Besides, I'm not sure this fear even makes sense. What, China could "start from scratch" but "France" (or anywhere else) couldn't? What would make China so unique that such things couldn't be replicated elsewhere? This is a fallacy in logic making the assumption that once skills atrophy that they can never be restored or restore more slowly. If anything we tend to see skills restore far quicker from atrophy than from scratch! So why paint a picture of "give up"? Isn't that just making a self-fulfilling prophecy?

[0] https://analysesetdonnees.rte-france.com/en/exchanges/import...

[1] https://world-nuclear.org/information-library/country-profil...

[2] https://app.electricitymaps.com/map/zone/FR/72h/hourly

End of the day, it's just a big boiler; we invented it from scratch once, and it should be significantly easier to do it over again even if we do lose some knowledge. That said, the time to accelerate the industry really is now, before the situation gets any worse.
I think you're over simplifying things to the point far beyond what is useful to this conversation. While I disagree with the parent who is saying it is essentially a lost cause to restart the industry you go too far in the other direction suggesting it is a trivial endeavor, which misses all the complications that make them take years to build. Might as well say "End of the day, Google is just a text processor"
>If you are so smug about this, answer me

Is this satire?

I don't know how reliant France is, but they do seem to rely quite a bit on Rosatom (https://www.lemonde.fr/en/energies/article/2023/03/12/french...).

They also rely on imports of uranium - e.g. from Niger, which recently had quite the fallout with France.

It does not look to me at even a casual glance that French nuclear tech could fully work on its own. Similar for the UK.

It is not just about the experts, the supply chain too. Although, of course how much that matters in comparison is the question, since pretty much everything nowadays depends on some faraway place.

Uranium is very power dense. If there is a supply chain disruption, it is problematic but France keeps around at least 5 years worth of nuclear production, which gives it some time to react and adapt. Also, Uranium is not very rare nor expensive, so reliance on one producer is not that worrying I think. Enrichment facilities are rarer, but there is also one in France, so I can see French nuclear tech work on its own.
Canada is a significant producer of uranium and we have a fine relationship with the French, I don't think this is a serious concern at all
France isn't reliant on Rosatom at all for Uranium. Russia is one possible part of the supply chain mostly used for retreatment.

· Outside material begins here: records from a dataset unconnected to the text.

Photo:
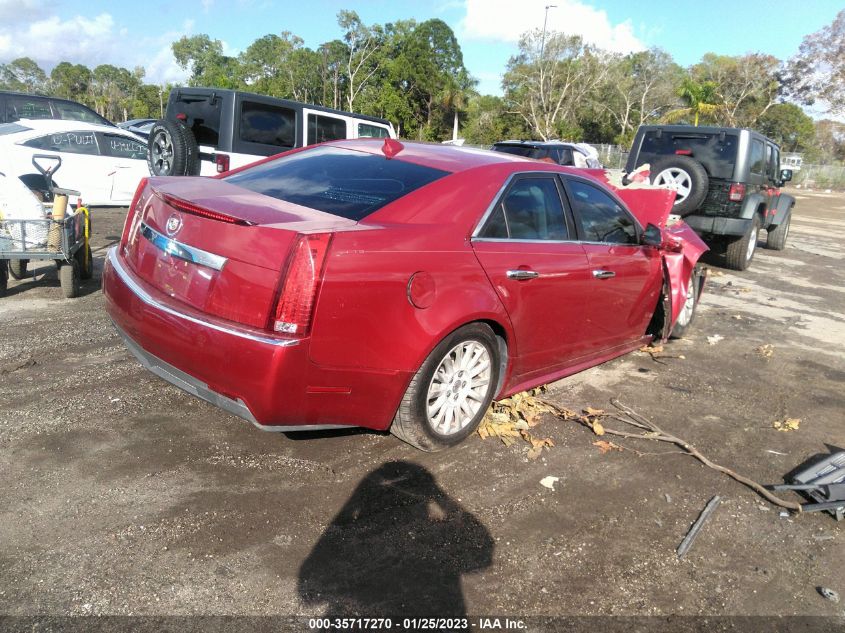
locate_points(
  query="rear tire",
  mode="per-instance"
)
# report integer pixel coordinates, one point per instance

Most of the French uranium is produced by Orano which is quite close to being a public company (95% owned by France). It comes from Canada, Kazakhstan and Niger.

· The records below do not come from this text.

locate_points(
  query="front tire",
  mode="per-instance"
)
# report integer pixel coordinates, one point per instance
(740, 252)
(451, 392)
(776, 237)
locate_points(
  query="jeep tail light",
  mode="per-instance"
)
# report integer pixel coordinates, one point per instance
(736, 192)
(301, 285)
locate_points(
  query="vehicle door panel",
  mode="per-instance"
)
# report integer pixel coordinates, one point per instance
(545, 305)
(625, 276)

Greenpeace is not a reliable source when it comes to anything having to do with the nuclear industry by the way.

Unfortunately, German AND Paywall, but:

https://www.zeit.de/wirtschaft/2025-12/atomkraft-frankreich-...

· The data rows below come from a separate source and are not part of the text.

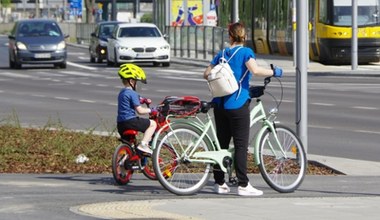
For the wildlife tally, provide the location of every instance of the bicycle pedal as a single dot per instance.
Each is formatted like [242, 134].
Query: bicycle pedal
[142, 153]
[233, 180]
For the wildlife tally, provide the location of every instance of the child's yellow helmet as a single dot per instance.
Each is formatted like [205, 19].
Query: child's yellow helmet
[132, 71]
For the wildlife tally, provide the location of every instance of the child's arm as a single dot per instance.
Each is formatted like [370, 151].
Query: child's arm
[142, 110]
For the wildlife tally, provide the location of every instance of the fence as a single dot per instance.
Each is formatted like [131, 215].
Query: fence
[198, 42]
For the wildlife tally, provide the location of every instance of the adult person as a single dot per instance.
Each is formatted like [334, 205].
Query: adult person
[232, 111]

> France's dangerous nuclear friendship with Russia

> France promises to support Ukraine. But its nuclear energy supply is closely linked to Russia. Former energy bosses earn a lot of money with Rosatom.

If you had followed the crisis from 2022 when a quarter of the reactors were out of service, you wouldn't ask that question. They had to fly in welders from the US because they were not able to fix the problem... Also, every new nuclear project done by the French in this century has been a complete disaster. Flamanville, Olkiluoto and now Hinkley Point C.